This morning the Minister for Implementation has published the new Government Technology Innovation Strategy. The strategy does not focus on “sector-specific technologies” but instead on emerging digital technologies being used across the public sector, and looks to establish the right environment so that Government is able to reap the rewards of the UK’s flourishing govtech market.
The strategy is positioned not as a comprehensive list of everything Government will be doing with emerging digital tech in the coming years, but instead as “a framework that departments should reference as they develop their plans for the Spending Review.” It is built on the classic three pillars of People, Process, and Data & Technology.
People – ensuring public servants have the digital skills and data literacy to harness the potential of emerging tech;
Process – improving the mechanisms via which Government can access innovation. This includes a new Dynamic Purchasing System for Innovation Technology (known as Spark), encouraging wider use of challenge-based procurement such as the GovTech Catalyst, and updating Cabinet Office Agile Business Case Guidance;
Data & Technology - Harnessing insight from increased access to valuable data, and, crucially, working to tackle legacy technology across the public sector.

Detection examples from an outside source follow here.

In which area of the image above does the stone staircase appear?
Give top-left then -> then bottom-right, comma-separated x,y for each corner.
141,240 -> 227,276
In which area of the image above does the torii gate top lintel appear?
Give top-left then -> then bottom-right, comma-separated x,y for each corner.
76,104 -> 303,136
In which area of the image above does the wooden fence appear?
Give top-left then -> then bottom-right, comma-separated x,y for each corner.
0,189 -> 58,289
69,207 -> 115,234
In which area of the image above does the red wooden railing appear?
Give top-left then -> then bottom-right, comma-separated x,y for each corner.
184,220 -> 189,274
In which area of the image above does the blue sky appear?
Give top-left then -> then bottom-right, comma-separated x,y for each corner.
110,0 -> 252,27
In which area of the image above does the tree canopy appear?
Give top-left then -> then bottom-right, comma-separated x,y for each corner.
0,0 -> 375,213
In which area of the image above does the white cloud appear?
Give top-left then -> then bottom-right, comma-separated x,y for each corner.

Commenting on the strategy, techUK’s Head of Central Government, Henry Rex said:
“We were delighted to support GDS with industry input as they were developing this strategy, and they have produced a document which contains a lot to cheer the tech supplier community.

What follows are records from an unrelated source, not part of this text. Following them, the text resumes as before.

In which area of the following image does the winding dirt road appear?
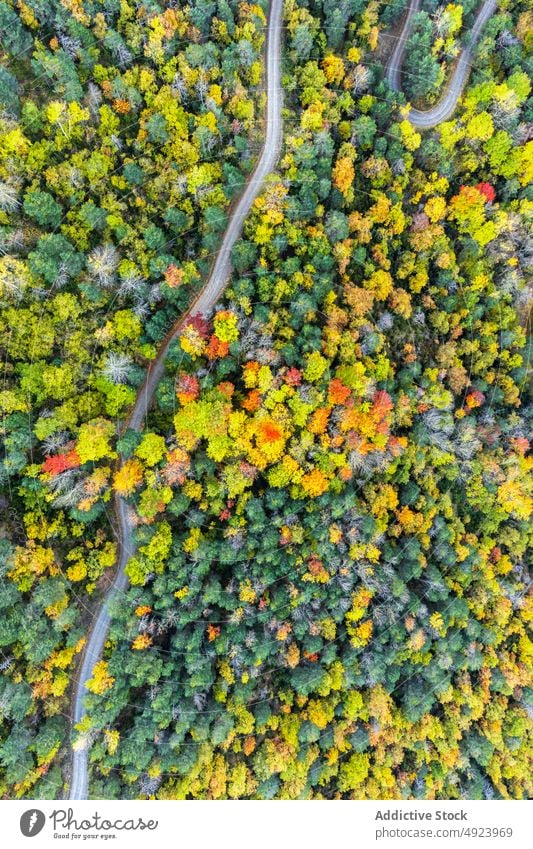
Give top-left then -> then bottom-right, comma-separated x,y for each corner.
387,0 -> 498,130
69,0 -> 283,799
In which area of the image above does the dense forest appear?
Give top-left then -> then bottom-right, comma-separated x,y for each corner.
0,0 -> 533,799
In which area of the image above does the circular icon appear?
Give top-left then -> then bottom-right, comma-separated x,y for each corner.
20,808 -> 46,837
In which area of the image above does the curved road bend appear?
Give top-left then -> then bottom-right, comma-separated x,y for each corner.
387,0 -> 498,130
69,0 -> 283,799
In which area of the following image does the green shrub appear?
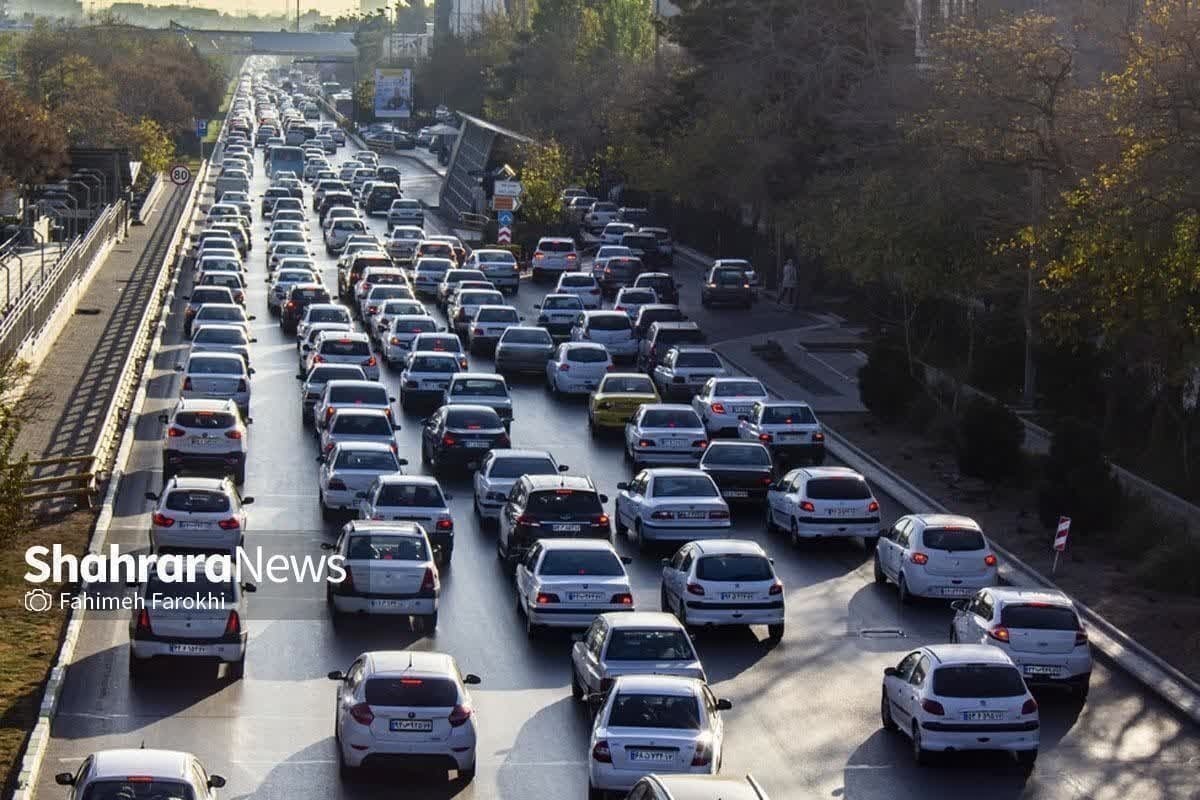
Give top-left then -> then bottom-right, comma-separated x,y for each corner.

In particular, the new Spark DPS is a great idea, with tremendous potential to help government access the innovative tech it needs to transform public service delivery. Tech companies trying to deliver innovation into the public sector will all be excited by this initiative, and we very much look forward to working with the Cabinet Office in the coming weeks to support them in making Spark a success.
If the public sector is fully to realise the benefits of emerging technologies, such as artificial intelligence, government must build its capacity and capability to understand, develop and adopt these technologies in a safe and ethical way. techUK stands ready to support the parts of government that have been identified as particularly benefiting from this technology in the AI for Government Review.
Finally, the strategy is spot on in acknowledging the importance of tackling legacy technology. To be agile enough to make the most of emerging tech, the whole of the public sector must get to trips with legacy systems. While some departments have made impressive progress in this regard, the scale of the challenge remains significant. The promise of detailed cross-government view of the scale of the challenge of legacy technology, and then putting in place plans to tackle it, is a laudable aim, but must be properly resourced. When it comes, hopefully the Spending Review will provide sufficient resources for initiatives like this, as well as more funding for the GovTech Catalyst.”
“It is techUK’s ambition that the UK should become as well known for govtech as it is for fintech. And this strategy should certainly help move us in that direction.”